Why, in my day, if we wanted to watch someone else play, we had to go out of the house, sneak into someone's yard, climb a tree, and stare through the curtains in their window, and hope we didn't get caught!
The difference is that in an era of higher population density and mass media, hysteria about "stranger danger" has encouraged parents not to allow their children to be free-range children.
It's pretty easy today to have a quad core with HT, and I haven't seen any game use more than 4 of the available 8 execution units on that setup.
"Quad core HT" is also the CPU spec in the latest video game consoles. Many current AAA games have room to spare on a 4-core SMT CPU because they are designed to scale down to the "Xenon" CPU (an in-order 3-core SMT PowerPC) in the Xbox 360 console. But as level of detail in PC/console multiplatform releases rises from the PS3/Xbox 360 level to the level that PS4 and Xbox One are capable of, watch major video game developers start to find a use for this CPU power, leaving little or no room for your video encoder.
I don't see this as a Twitch competitor.
Does it support cams? Does it support streaming from broadcasting software? Does it support archiving recordings? Does it support headset input if the game doesn't have voice support to begin with? The answer to all of these is no and Valve doesn't seem to have plans to add those items either.
What this really is doing is filling a hole that Twitch isn't concerned about: The casual easy stream to my friends/community. I don't know about other's experiences, but my experience with streaming to Twitch casually was a massive pain in the ass. This feature was probably a no-brainer thing to do since it was more than likely just a tweak to their in-home streaming function. So woo-hoo, new feature, not much work required. (Developer mantra.)
Is Twitch concerned about this hole? Probably not. They see it as small potatoes at this point or they would have done something directly to make setting up streaming easier. Also when you have the "professional" streamers who are half game / half talk show drawing in 100-10,000 viewers plus the eSport leagues using their platform for broadcast, they don't care about a casual gamer who may have 0-10 people watching. Even if it's 1000 gamers pulling 0-10 viewers, those aren't sexy numbers for ad sales and that's what drives them.

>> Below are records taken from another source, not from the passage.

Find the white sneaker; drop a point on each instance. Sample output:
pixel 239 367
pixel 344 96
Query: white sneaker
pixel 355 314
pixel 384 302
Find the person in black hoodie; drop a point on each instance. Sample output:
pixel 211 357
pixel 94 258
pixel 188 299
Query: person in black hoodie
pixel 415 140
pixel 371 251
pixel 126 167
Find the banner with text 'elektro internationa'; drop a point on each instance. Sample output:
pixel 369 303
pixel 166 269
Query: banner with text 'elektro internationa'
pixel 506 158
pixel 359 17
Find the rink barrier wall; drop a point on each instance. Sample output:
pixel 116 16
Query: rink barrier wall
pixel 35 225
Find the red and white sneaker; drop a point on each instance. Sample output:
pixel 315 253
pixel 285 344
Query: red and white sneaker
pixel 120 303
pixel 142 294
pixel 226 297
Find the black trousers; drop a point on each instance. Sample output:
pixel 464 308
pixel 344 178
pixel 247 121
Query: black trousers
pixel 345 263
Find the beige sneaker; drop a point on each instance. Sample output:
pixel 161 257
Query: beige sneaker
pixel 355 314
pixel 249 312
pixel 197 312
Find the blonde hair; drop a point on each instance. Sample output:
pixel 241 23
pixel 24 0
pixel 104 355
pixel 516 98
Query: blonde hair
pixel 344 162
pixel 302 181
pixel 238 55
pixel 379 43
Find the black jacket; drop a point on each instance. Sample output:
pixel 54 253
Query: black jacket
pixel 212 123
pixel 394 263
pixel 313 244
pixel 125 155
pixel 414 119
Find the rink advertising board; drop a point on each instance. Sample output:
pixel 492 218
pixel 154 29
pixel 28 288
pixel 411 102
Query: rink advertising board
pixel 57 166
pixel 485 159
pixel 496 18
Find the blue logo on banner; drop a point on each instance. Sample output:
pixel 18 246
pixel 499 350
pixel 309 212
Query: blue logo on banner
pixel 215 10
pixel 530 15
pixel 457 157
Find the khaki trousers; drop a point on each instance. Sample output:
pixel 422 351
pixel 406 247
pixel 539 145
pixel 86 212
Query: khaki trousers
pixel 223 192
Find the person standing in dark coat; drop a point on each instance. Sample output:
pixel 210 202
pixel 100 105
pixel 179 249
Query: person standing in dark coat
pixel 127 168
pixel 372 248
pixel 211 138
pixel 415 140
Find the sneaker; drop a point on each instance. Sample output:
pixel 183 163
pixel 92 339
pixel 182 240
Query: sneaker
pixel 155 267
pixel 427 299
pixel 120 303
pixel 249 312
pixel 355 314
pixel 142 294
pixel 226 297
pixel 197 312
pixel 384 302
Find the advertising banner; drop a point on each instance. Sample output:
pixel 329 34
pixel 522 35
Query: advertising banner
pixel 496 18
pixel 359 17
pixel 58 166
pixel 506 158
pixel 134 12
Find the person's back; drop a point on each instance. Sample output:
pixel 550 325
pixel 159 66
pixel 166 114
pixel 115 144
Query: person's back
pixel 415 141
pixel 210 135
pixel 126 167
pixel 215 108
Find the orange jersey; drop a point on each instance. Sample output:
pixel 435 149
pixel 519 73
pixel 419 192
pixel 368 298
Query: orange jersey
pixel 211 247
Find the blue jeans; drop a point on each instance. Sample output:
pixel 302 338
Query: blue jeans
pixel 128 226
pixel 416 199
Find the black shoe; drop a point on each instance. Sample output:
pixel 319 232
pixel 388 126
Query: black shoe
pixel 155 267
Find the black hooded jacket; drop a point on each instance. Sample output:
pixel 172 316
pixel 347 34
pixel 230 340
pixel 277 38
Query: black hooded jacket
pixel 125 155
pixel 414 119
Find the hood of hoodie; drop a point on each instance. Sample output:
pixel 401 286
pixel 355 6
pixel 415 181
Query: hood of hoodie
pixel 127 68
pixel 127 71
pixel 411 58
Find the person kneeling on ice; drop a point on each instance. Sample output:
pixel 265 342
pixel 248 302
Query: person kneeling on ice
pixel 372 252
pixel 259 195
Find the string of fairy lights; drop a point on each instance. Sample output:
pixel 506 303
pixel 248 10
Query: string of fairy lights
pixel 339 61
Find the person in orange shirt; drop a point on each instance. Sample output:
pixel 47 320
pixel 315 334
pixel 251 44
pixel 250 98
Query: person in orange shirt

why would any streamer use this? this is clearly to try to force people to use donations to go directly to their steam wallet or whatever this is called.
gabeN is the antichrist. so he probably will pull that off.
but unless they have nice overlays, console support, any game support... well, i guess everyone can still play bejewled or something, select the option to share desktop and alt tab to league of legends...
Isn't that like watching televised fishing instead of just going fishing yourself?
What fun is there in watching someone else play a video game?
Last time I checked Apple had discontinued Safari for Windows, so what is that about?